A search is underway for American journalist Alec Luhn following his disappearance during a solo hike in Norway.
Luhn, a climate journalist from Wisconsin based in London, was reported missing by his wife Veronika Silchenko on Monday after he didn’t board his flight home.
She said she last spoke to him on July 31 before he set off on a backpacking trip in the remote Folgefonna National Park in southwest Norway, according to CNN.
According to Silchenko, Luhn was planning a four-day hike with several stops at huts on a glacier. She told CBS Chicago that Luhn sent her a picture from his last known location.
“Alec is basically obsessed with the Arctic.
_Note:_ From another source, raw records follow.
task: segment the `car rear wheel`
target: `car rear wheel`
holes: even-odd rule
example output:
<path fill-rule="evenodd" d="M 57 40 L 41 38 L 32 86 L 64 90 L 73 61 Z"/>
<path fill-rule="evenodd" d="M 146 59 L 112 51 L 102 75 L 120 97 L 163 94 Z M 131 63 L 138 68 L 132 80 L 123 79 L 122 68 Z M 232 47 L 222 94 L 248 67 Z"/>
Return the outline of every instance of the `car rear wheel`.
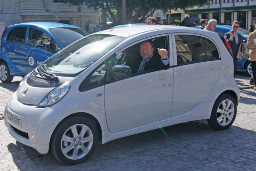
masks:
<path fill-rule="evenodd" d="M 91 155 L 97 142 L 95 125 L 82 117 L 69 118 L 56 128 L 52 137 L 52 152 L 64 164 L 82 163 Z"/>
<path fill-rule="evenodd" d="M 236 105 L 233 96 L 224 94 L 219 97 L 214 103 L 210 119 L 210 125 L 216 129 L 222 130 L 229 127 L 236 115 Z"/>
<path fill-rule="evenodd" d="M 245 62 L 244 69 L 247 75 L 250 76 L 251 76 L 252 74 L 252 73 L 251 72 L 251 64 L 248 60 L 247 60 Z"/>
<path fill-rule="evenodd" d="M 13 76 L 10 75 L 9 68 L 6 63 L 0 63 L 0 80 L 3 83 L 8 83 L 12 80 Z"/>

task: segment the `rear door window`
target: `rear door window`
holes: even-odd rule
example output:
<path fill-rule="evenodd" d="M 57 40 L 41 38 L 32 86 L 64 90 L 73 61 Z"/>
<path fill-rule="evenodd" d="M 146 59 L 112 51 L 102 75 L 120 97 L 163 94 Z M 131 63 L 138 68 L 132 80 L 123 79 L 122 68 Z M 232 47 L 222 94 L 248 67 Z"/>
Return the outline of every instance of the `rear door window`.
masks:
<path fill-rule="evenodd" d="M 21 43 L 25 43 L 27 27 L 18 27 L 11 30 L 8 34 L 7 40 Z"/>
<path fill-rule="evenodd" d="M 187 35 L 175 35 L 175 37 L 177 64 L 219 58 L 217 47 L 207 39 Z"/>

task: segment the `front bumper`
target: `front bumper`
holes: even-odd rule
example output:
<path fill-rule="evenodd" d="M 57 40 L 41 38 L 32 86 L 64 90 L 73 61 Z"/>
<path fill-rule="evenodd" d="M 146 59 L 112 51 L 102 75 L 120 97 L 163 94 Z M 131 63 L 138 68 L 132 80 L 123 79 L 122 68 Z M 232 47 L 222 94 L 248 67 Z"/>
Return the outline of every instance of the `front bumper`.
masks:
<path fill-rule="evenodd" d="M 48 108 L 25 104 L 18 101 L 16 94 L 15 92 L 5 106 L 5 126 L 18 141 L 40 153 L 47 153 L 52 135 L 58 124 L 70 115 L 69 110 L 61 101 Z M 13 118 L 21 120 L 21 126 L 8 120 L 7 111 Z"/>

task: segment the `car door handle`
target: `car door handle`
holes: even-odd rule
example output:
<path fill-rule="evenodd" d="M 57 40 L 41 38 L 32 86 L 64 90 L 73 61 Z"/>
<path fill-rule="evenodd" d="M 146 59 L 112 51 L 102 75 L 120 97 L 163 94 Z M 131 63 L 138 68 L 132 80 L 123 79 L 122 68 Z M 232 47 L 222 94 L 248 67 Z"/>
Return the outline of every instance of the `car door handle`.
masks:
<path fill-rule="evenodd" d="M 208 65 L 208 68 L 210 70 L 212 70 L 216 68 L 217 66 L 216 65 Z"/>
<path fill-rule="evenodd" d="M 99 93 L 96 95 L 97 97 L 100 97 L 102 96 L 102 93 Z"/>
<path fill-rule="evenodd" d="M 162 79 L 167 77 L 168 76 L 168 74 L 167 73 L 165 73 L 158 75 L 157 76 L 157 78 L 159 80 L 160 79 Z"/>

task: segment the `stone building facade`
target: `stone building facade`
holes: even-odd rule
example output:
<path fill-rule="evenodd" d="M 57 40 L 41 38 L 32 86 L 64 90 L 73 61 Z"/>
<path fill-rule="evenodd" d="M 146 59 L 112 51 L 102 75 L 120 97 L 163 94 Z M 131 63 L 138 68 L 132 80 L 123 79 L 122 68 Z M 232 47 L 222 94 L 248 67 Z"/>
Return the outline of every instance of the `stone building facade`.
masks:
<path fill-rule="evenodd" d="M 63 0 L 0 0 L 0 23 L 5 26 L 34 21 L 62 22 L 85 29 L 88 21 L 100 22 L 101 13 L 85 5 L 71 6 Z M 1 27 L 1 26 L 0 26 Z M 2 30 L 0 30 L 0 31 Z M 1 32 L 2 33 L 2 32 Z"/>

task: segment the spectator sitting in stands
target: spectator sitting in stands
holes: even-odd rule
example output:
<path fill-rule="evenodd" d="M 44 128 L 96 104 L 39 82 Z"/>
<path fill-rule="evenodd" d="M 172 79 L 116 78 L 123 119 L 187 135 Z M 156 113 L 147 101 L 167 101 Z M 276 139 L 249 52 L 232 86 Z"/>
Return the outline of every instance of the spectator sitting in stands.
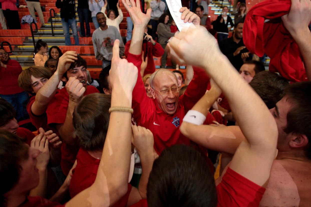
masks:
<path fill-rule="evenodd" d="M 166 58 L 167 57 L 167 51 L 165 50 L 168 41 L 170 38 L 174 36 L 174 33 L 171 32 L 169 25 L 168 24 L 169 17 L 168 14 L 164 13 L 159 18 L 159 25 L 157 29 L 158 34 L 158 42 L 165 49 L 164 53 L 162 56 L 161 61 L 161 67 L 165 68 L 166 64 Z M 173 60 L 171 60 L 173 68 L 176 68 L 176 64 Z"/>
<path fill-rule="evenodd" d="M 35 65 L 36 66 L 44 66 L 48 60 L 48 44 L 39 39 L 36 43 L 34 54 L 35 55 Z"/>
<path fill-rule="evenodd" d="M 261 62 L 248 61 L 243 64 L 239 72 L 245 80 L 249 83 L 255 75 L 264 71 L 265 66 Z"/>
<path fill-rule="evenodd" d="M 99 27 L 96 14 L 100 11 L 101 7 L 105 6 L 104 0 L 89 0 L 89 8 L 91 12 L 92 20 L 95 29 Z"/>
<path fill-rule="evenodd" d="M 14 0 L 1 0 L 2 11 L 9 29 L 20 29 L 21 21 L 17 7 Z"/>
<path fill-rule="evenodd" d="M 231 30 L 234 25 L 230 16 L 227 15 L 229 12 L 229 8 L 227 7 L 224 7 L 222 8 L 222 13 L 217 17 L 213 23 L 213 29 L 217 31 L 217 39 L 220 42 L 228 37 L 229 31 Z M 230 24 L 230 27 L 228 30 L 228 25 Z"/>
<path fill-rule="evenodd" d="M 65 44 L 71 45 L 71 41 L 69 33 L 69 26 L 72 30 L 75 44 L 79 45 L 79 37 L 76 22 L 76 11 L 75 10 L 75 2 L 73 0 L 57 0 L 55 3 L 56 7 L 60 9 L 60 18 L 62 19 L 62 25 L 65 36 Z"/>
<path fill-rule="evenodd" d="M 44 64 L 44 66 L 50 69 L 52 74 L 53 74 L 56 71 L 58 61 L 55 59 L 51 58 L 47 60 Z"/>
<path fill-rule="evenodd" d="M 164 53 L 164 50 L 161 45 L 156 42 L 152 39 L 151 35 L 147 33 L 147 28 L 145 29 L 144 38 L 142 43 L 142 51 L 144 54 L 143 58 L 147 60 L 148 62 L 146 69 L 143 71 L 142 70 L 141 73 L 142 77 L 148 74 L 152 74 L 156 71 L 153 56 L 160 57 Z M 124 55 L 125 57 L 128 56 L 128 50 L 131 45 L 131 40 L 125 44 L 125 51 Z"/>
<path fill-rule="evenodd" d="M 22 70 L 18 62 L 11 60 L 5 50 L 0 49 L 0 97 L 13 106 L 19 121 L 28 118 L 26 106 L 29 96 L 17 83 Z"/>
<path fill-rule="evenodd" d="M 150 76 L 151 74 L 147 74 L 142 78 L 142 82 L 144 83 L 144 86 L 147 93 L 147 96 L 149 98 L 152 98 L 152 95 L 151 94 L 151 86 L 150 86 Z"/>
<path fill-rule="evenodd" d="M 104 14 L 99 12 L 96 17 L 100 27 L 94 31 L 92 36 L 94 53 L 96 59 L 103 61 L 102 68 L 104 68 L 111 64 L 112 47 L 115 40 L 118 39 L 121 42 L 120 57 L 124 54 L 124 46 L 120 31 L 115 27 L 107 25 L 106 19 Z"/>
<path fill-rule="evenodd" d="M 173 70 L 173 73 L 176 76 L 176 77 L 177 78 L 178 85 L 179 86 L 179 87 L 181 87 L 182 85 L 183 84 L 183 74 L 181 72 L 177 70 Z"/>
<path fill-rule="evenodd" d="M 150 21 L 150 24 L 152 27 L 151 36 L 153 39 L 155 39 L 157 36 L 156 32 L 158 31 L 158 25 L 160 23 L 158 20 L 160 17 L 163 15 L 163 11 L 165 9 L 165 3 L 161 0 L 153 0 L 150 2 L 150 8 L 152 10 Z M 163 23 L 163 21 L 162 20 L 160 22 Z M 158 40 L 158 41 L 160 43 Z"/>
<path fill-rule="evenodd" d="M 234 24 L 244 22 L 247 13 L 246 4 L 244 3 L 240 4 L 238 7 L 238 11 L 234 16 Z"/>
<path fill-rule="evenodd" d="M 106 9 L 107 5 L 107 0 L 105 0 L 105 5 L 101 8 L 101 11 L 106 17 L 106 24 L 109 26 L 114 26 L 119 31 L 120 28 L 119 27 L 119 25 L 123 20 L 123 13 L 119 7 L 119 2 L 118 1 L 117 2 L 117 8 L 119 12 L 119 16 L 118 17 L 116 16 L 116 13 L 114 11 L 112 10 L 109 10 L 107 12 L 108 16 L 106 15 Z"/>
<path fill-rule="evenodd" d="M 59 57 L 63 55 L 63 52 L 57 46 L 52 46 L 49 51 L 49 59 L 53 58 L 58 60 Z"/>
<path fill-rule="evenodd" d="M 204 16 L 204 9 L 202 6 L 199 6 L 195 10 L 195 13 L 201 19 L 200 25 L 204 26 L 208 30 L 211 28 L 211 19 L 207 16 Z"/>
<path fill-rule="evenodd" d="M 219 42 L 220 51 L 237 70 L 240 70 L 244 61 L 251 59 L 249 52 L 243 42 L 243 22 L 239 22 L 235 25 L 232 36 Z M 244 59 L 242 57 L 244 58 Z"/>

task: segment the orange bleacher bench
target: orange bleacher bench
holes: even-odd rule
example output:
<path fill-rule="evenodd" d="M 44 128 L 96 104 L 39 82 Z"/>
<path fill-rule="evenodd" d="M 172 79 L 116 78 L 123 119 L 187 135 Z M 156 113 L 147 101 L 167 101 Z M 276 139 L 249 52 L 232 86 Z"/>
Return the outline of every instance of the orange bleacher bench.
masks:
<path fill-rule="evenodd" d="M 28 29 L 1 29 L 1 37 L 26 37 L 31 36 L 30 30 Z"/>
<path fill-rule="evenodd" d="M 12 47 L 12 50 L 14 51 L 14 48 L 15 48 L 15 46 L 14 45 L 11 45 L 11 47 Z M 3 48 L 7 52 L 10 52 L 10 47 L 8 45 L 3 45 Z"/>
<path fill-rule="evenodd" d="M 0 35 L 2 36 L 1 34 L 0 34 Z M 0 42 L 6 41 L 10 43 L 11 45 L 22 45 L 24 43 L 24 41 L 25 41 L 25 37 L 0 37 Z"/>
<path fill-rule="evenodd" d="M 94 54 L 94 48 L 93 45 L 86 46 L 59 46 L 63 53 L 69 51 L 75 51 L 79 54 Z M 94 57 L 94 58 L 95 57 Z"/>
<path fill-rule="evenodd" d="M 101 66 L 102 61 L 96 60 L 95 56 L 81 55 L 81 56 L 86 61 L 87 65 Z"/>
<path fill-rule="evenodd" d="M 75 40 L 73 37 L 70 37 L 70 40 L 71 41 L 71 44 L 75 44 Z M 93 45 L 93 42 L 92 41 L 92 37 L 79 37 L 79 43 L 81 45 Z"/>

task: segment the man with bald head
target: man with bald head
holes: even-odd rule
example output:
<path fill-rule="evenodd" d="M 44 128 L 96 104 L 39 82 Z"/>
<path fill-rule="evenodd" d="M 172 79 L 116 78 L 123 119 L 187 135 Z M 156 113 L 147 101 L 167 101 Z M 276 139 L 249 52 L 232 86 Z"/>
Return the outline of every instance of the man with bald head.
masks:
<path fill-rule="evenodd" d="M 139 2 L 139 1 L 137 1 Z M 137 124 L 149 129 L 153 134 L 154 148 L 159 154 L 165 149 L 177 143 L 190 144 L 189 140 L 179 129 L 183 119 L 188 111 L 205 94 L 208 78 L 202 70 L 193 67 L 194 79 L 184 95 L 179 97 L 180 87 L 172 72 L 161 69 L 150 78 L 152 98 L 148 97 L 140 75 L 142 62 L 142 45 L 144 30 L 150 19 L 150 11 L 145 14 L 136 9 L 140 5 L 129 7 L 123 4 L 133 20 L 134 29 L 127 59 L 138 69 L 139 74 L 133 91 L 133 115 Z M 182 19 L 200 25 L 198 16 L 186 7 L 180 9 Z M 139 17 L 138 18 L 138 17 Z M 137 18 L 136 18 L 137 17 Z"/>

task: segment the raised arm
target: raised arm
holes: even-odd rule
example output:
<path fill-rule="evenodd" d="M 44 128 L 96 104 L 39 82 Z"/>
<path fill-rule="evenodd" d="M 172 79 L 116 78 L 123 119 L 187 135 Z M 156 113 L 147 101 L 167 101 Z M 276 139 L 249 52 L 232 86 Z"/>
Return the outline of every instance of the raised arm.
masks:
<path fill-rule="evenodd" d="M 275 121 L 267 106 L 222 54 L 216 39 L 205 28 L 191 26 L 175 35 L 169 44 L 180 63 L 196 64 L 205 69 L 237 115 L 247 142 L 238 147 L 230 167 L 265 186 L 276 151 L 278 136 Z M 207 52 L 203 54 L 203 48 Z"/>
<path fill-rule="evenodd" d="M 61 79 L 68 70 L 72 62 L 77 59 L 77 54 L 73 51 L 68 51 L 59 58 L 57 69 L 36 95 L 35 101 L 31 106 L 31 112 L 39 116 L 45 113 L 48 105 L 54 97 Z"/>
<path fill-rule="evenodd" d="M 119 41 L 113 47 L 110 83 L 113 88 L 111 106 L 130 108 L 132 93 L 138 74 L 132 64 L 119 56 Z M 95 181 L 66 204 L 66 206 L 108 206 L 127 191 L 130 162 L 130 113 L 111 112 L 109 127 Z"/>
<path fill-rule="evenodd" d="M 282 17 L 284 26 L 295 40 L 302 56 L 307 76 L 311 80 L 311 2 L 292 0 L 288 14 Z"/>

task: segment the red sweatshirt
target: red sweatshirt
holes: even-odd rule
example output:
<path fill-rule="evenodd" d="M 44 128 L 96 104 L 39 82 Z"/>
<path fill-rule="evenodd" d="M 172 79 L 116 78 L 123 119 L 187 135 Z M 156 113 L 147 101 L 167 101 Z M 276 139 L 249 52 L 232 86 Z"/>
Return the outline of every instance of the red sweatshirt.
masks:
<path fill-rule="evenodd" d="M 269 70 L 294 82 L 308 80 L 298 46 L 281 17 L 289 12 L 290 0 L 258 3 L 247 13 L 243 28 L 244 44 L 260 57 L 265 53 L 271 60 Z M 266 19 L 271 20 L 265 23 Z"/>
<path fill-rule="evenodd" d="M 22 70 L 18 62 L 13 60 L 9 60 L 6 68 L 0 66 L 0 94 L 9 95 L 24 91 L 17 83 L 18 76 Z"/>
<path fill-rule="evenodd" d="M 160 154 L 165 149 L 176 144 L 189 145 L 190 140 L 181 134 L 179 127 L 186 113 L 205 93 L 209 78 L 205 71 L 193 67 L 194 79 L 184 94 L 179 97 L 176 111 L 170 115 L 162 111 L 155 100 L 147 96 L 140 75 L 142 54 L 135 55 L 129 53 L 127 60 L 138 69 L 137 81 L 133 91 L 133 115 L 138 125 L 152 132 L 156 151 Z"/>
<path fill-rule="evenodd" d="M 146 54 L 146 45 L 147 45 L 147 52 Z M 130 49 L 130 46 L 131 45 L 131 40 L 128 41 L 125 44 L 125 51 L 124 54 L 125 57 L 128 57 L 128 50 Z M 150 42 L 146 43 L 144 42 L 142 44 L 142 50 L 144 51 L 144 54 L 145 57 L 148 58 L 148 63 L 147 67 L 144 72 L 144 75 L 147 74 L 152 74 L 156 71 L 156 66 L 155 65 L 155 62 L 153 61 L 153 56 L 160 57 L 164 54 L 164 50 L 160 44 L 156 43 L 155 45 Z"/>

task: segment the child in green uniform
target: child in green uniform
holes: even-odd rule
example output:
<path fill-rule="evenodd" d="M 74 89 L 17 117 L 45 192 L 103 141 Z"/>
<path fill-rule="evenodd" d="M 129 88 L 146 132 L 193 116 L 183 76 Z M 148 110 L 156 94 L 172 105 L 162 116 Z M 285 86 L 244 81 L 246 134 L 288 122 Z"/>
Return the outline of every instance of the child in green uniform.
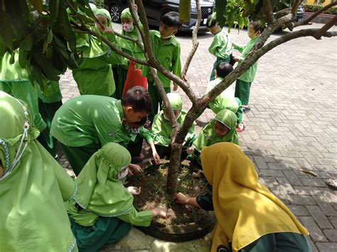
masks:
<path fill-rule="evenodd" d="M 173 110 L 177 123 L 181 126 L 187 114 L 186 111 L 183 109 L 183 100 L 180 95 L 176 93 L 168 93 L 167 94 L 167 97 Z M 159 155 L 164 156 L 166 155 L 167 156 L 170 156 L 172 125 L 168 118 L 168 112 L 166 111 L 164 102 L 161 106 L 163 110 L 158 113 L 154 119 L 154 123 L 152 124 L 152 131 L 154 134 L 152 137 L 154 139 L 156 148 Z M 196 138 L 194 133 L 194 126 L 195 124 L 190 128 L 185 138 L 183 150 L 186 150 L 188 147 L 191 146 L 193 141 Z"/>
<path fill-rule="evenodd" d="M 5 53 L 0 58 L 0 90 L 25 102 L 31 111 L 35 126 L 42 131 L 46 124 L 38 111 L 38 94 L 28 80 L 27 70 L 18 64 L 18 49 L 14 53 L 13 64 L 9 62 L 11 55 L 9 53 Z"/>
<path fill-rule="evenodd" d="M 57 111 L 50 132 L 77 175 L 93 153 L 114 141 L 123 119 L 140 121 L 151 108 L 149 92 L 139 87 L 130 89 L 121 101 L 98 95 L 74 97 Z"/>
<path fill-rule="evenodd" d="M 76 185 L 36 141 L 26 106 L 0 91 L 0 250 L 77 251 L 63 203 Z"/>
<path fill-rule="evenodd" d="M 232 42 L 230 41 L 229 35 L 223 31 L 221 27 L 218 24 L 215 13 L 208 16 L 206 27 L 208 28 L 208 31 L 214 35 L 214 39 L 208 48 L 208 52 L 216 57 L 216 60 L 214 62 L 210 78 L 210 80 L 213 80 L 215 79 L 214 70 L 217 65 L 220 62 L 225 62 L 229 63 L 230 62 Z"/>
<path fill-rule="evenodd" d="M 233 70 L 232 65 L 227 62 L 219 62 L 217 64 L 215 72 L 215 80 L 208 82 L 206 92 L 210 92 L 217 84 Z M 235 113 L 237 118 L 236 131 L 242 132 L 245 128 L 242 123 L 242 107 L 239 98 L 234 97 L 234 87 L 232 85 L 228 87 L 215 99 L 208 104 L 208 107 L 215 114 L 223 109 L 229 109 Z"/>
<path fill-rule="evenodd" d="M 237 124 L 235 114 L 228 109 L 218 112 L 199 133 L 192 146 L 187 149 L 188 159 L 200 163 L 200 153 L 205 146 L 220 142 L 231 142 L 239 145 L 239 138 L 235 130 Z"/>
<path fill-rule="evenodd" d="M 141 188 L 125 188 L 120 180 L 131 161 L 122 146 L 108 143 L 96 152 L 76 179 L 77 192 L 67 206 L 73 231 L 80 251 L 97 251 L 105 243 L 114 243 L 132 224 L 148 226 L 153 217 L 165 217 L 164 209 L 137 212 L 134 197 Z"/>
<path fill-rule="evenodd" d="M 170 11 L 161 16 L 159 31 L 150 31 L 154 57 L 164 67 L 179 77 L 181 73 L 180 44 L 174 34 L 178 32 L 180 25 L 179 14 L 175 11 Z M 144 66 L 141 75 L 147 77 L 148 80 L 148 89 L 153 106 L 152 113 L 149 115 L 149 119 L 152 121 L 154 115 L 158 112 L 159 105 L 161 105 L 162 100 L 156 84 L 150 75 L 149 67 Z M 158 72 L 158 77 L 166 94 L 171 92 L 171 80 L 159 72 Z M 177 89 L 178 85 L 173 84 L 173 91 L 177 90 Z"/>
<path fill-rule="evenodd" d="M 234 48 L 241 53 L 240 57 L 235 57 L 234 60 L 239 62 L 239 65 L 248 55 L 252 49 L 255 45 L 257 38 L 263 31 L 264 28 L 260 22 L 252 22 L 248 28 L 248 36 L 251 38 L 250 41 L 246 45 L 239 45 L 233 43 Z M 256 70 L 257 69 L 257 62 L 254 63 L 246 72 L 245 72 L 237 79 L 235 84 L 235 97 L 239 98 L 242 103 L 243 111 L 248 111 L 250 108 L 248 106 L 250 100 L 250 85 L 255 77 Z"/>
<path fill-rule="evenodd" d="M 92 29 L 119 47 L 109 11 L 100 9 L 96 11 L 95 15 L 103 27 L 97 23 Z M 77 46 L 81 57 L 78 60 L 79 67 L 73 70 L 73 77 L 80 94 L 112 96 L 116 88 L 111 64 L 126 65 L 126 60 L 95 36 L 90 36 L 88 43 L 78 40 Z"/>
<path fill-rule="evenodd" d="M 144 159 L 144 155 L 141 152 L 143 139 L 145 139 L 152 150 L 154 163 L 158 165 L 160 163 L 160 157 L 157 153 L 151 132 L 144 127 L 146 119 L 147 116 L 145 116 L 141 121 L 134 123 L 127 123 L 127 120 L 123 119 L 122 121 L 122 127 L 117 131 L 117 136 L 114 137 L 113 141 L 127 148 L 131 154 L 132 161 L 137 162 Z M 135 165 L 130 164 L 130 165 Z"/>
<path fill-rule="evenodd" d="M 137 28 L 134 25 L 134 19 L 131 15 L 129 8 L 125 9 L 121 13 L 122 30 L 120 33 L 124 36 L 130 37 L 131 38 L 137 39 Z M 126 40 L 124 38 L 117 37 L 117 42 L 122 50 L 128 53 L 132 57 L 139 60 L 145 60 L 145 56 L 141 49 L 132 41 Z M 137 64 L 136 67 L 141 69 L 141 65 Z M 124 84 L 127 78 L 127 69 L 125 69 L 125 65 L 116 66 L 112 67 L 114 71 L 114 76 L 116 82 L 116 99 L 122 99 Z"/>
<path fill-rule="evenodd" d="M 62 106 L 62 94 L 58 82 L 49 81 L 47 90 L 43 93 L 40 86 L 36 84 L 38 97 L 38 110 L 47 127 L 41 131 L 38 141 L 54 158 L 56 154 L 56 139 L 50 134 L 51 121 L 55 113 Z"/>

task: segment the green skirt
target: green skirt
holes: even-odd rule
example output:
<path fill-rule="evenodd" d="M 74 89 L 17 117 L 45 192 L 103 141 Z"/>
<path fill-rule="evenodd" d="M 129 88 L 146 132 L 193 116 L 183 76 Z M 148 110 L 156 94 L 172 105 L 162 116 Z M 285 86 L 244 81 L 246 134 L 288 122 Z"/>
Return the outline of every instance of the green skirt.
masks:
<path fill-rule="evenodd" d="M 98 217 L 92 226 L 83 226 L 70 219 L 71 230 L 79 251 L 94 252 L 104 244 L 113 244 L 123 238 L 132 225 L 115 217 Z"/>

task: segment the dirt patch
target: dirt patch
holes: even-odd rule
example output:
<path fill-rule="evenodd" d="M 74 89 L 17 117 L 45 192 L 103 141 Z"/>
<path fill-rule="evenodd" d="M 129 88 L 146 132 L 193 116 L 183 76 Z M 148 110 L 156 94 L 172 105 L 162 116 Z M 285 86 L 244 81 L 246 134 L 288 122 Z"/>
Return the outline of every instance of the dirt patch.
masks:
<path fill-rule="evenodd" d="M 207 213 L 204 210 L 175 203 L 171 195 L 166 193 L 168 165 L 166 163 L 147 168 L 144 173 L 135 175 L 130 180 L 128 186 L 141 187 L 141 193 L 134 196 L 134 207 L 139 211 L 154 207 L 164 208 L 167 211 L 167 218 L 157 218 L 156 221 L 166 225 L 183 225 L 205 217 Z M 209 192 L 207 181 L 201 171 L 192 170 L 182 165 L 178 180 L 178 192 L 189 197 Z"/>

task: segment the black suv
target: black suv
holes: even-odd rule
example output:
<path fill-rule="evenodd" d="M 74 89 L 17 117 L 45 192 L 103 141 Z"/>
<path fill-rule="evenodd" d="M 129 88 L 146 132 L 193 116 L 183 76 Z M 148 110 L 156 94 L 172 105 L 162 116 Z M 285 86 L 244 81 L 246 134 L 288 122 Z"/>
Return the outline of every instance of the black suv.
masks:
<path fill-rule="evenodd" d="M 112 21 L 115 23 L 120 22 L 120 13 L 127 7 L 127 0 L 105 0 L 106 9 L 110 12 Z M 200 31 L 207 31 L 207 17 L 212 13 L 214 7 L 214 1 L 200 1 L 201 23 Z M 178 12 L 179 0 L 144 0 L 143 4 L 146 12 L 147 20 L 149 25 L 159 26 L 160 17 L 168 11 Z M 191 10 L 191 20 L 189 23 L 184 23 L 179 31 L 191 31 L 197 21 L 197 11 L 195 1 L 192 1 Z"/>

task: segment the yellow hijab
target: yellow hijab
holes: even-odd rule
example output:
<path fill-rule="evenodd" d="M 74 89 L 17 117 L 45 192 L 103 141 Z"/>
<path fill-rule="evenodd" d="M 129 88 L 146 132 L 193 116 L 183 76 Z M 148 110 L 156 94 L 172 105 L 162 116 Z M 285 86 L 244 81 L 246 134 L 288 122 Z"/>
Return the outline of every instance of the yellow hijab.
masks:
<path fill-rule="evenodd" d="M 257 181 L 252 161 L 239 146 L 219 143 L 204 147 L 201 163 L 213 186 L 213 202 L 218 224 L 212 234 L 212 249 L 220 245 L 237 251 L 272 233 L 308 235 L 289 208 Z"/>

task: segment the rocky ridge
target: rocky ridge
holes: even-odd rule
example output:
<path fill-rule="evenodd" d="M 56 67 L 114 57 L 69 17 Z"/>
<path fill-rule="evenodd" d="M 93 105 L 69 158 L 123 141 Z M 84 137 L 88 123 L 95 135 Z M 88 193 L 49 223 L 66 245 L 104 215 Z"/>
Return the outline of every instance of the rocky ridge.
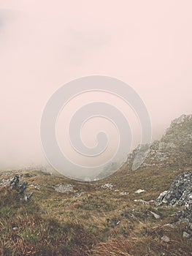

He loves glaciers and snow, and he loves explorers, and he’s a climate journalist, so for him it is always that story that now because of the climate change they’re all shrinking, and he’s trying his best to go to the coldest countries,” Silchenko said.
The Norwegian Red Cross said on social media that the search and rescue operation expanded on Tuesday, but heavy rainfall had made navigation difficult.
Local police told public broadcaster NRK that drones and sniffer dogs were being used in the search along with volunteers. The search will continue early on Wednesday.
“The weather started to get really bad around midnight. At that time, it was not reasonable to continue the search up in the mountains,” Tatjana Knappen, an operations manager at Western Police District, told NRK.
Luhn, 38, has written for Scientific American, National Geographic, The Guardian, The New York Times and The Atlantic, among other outlets.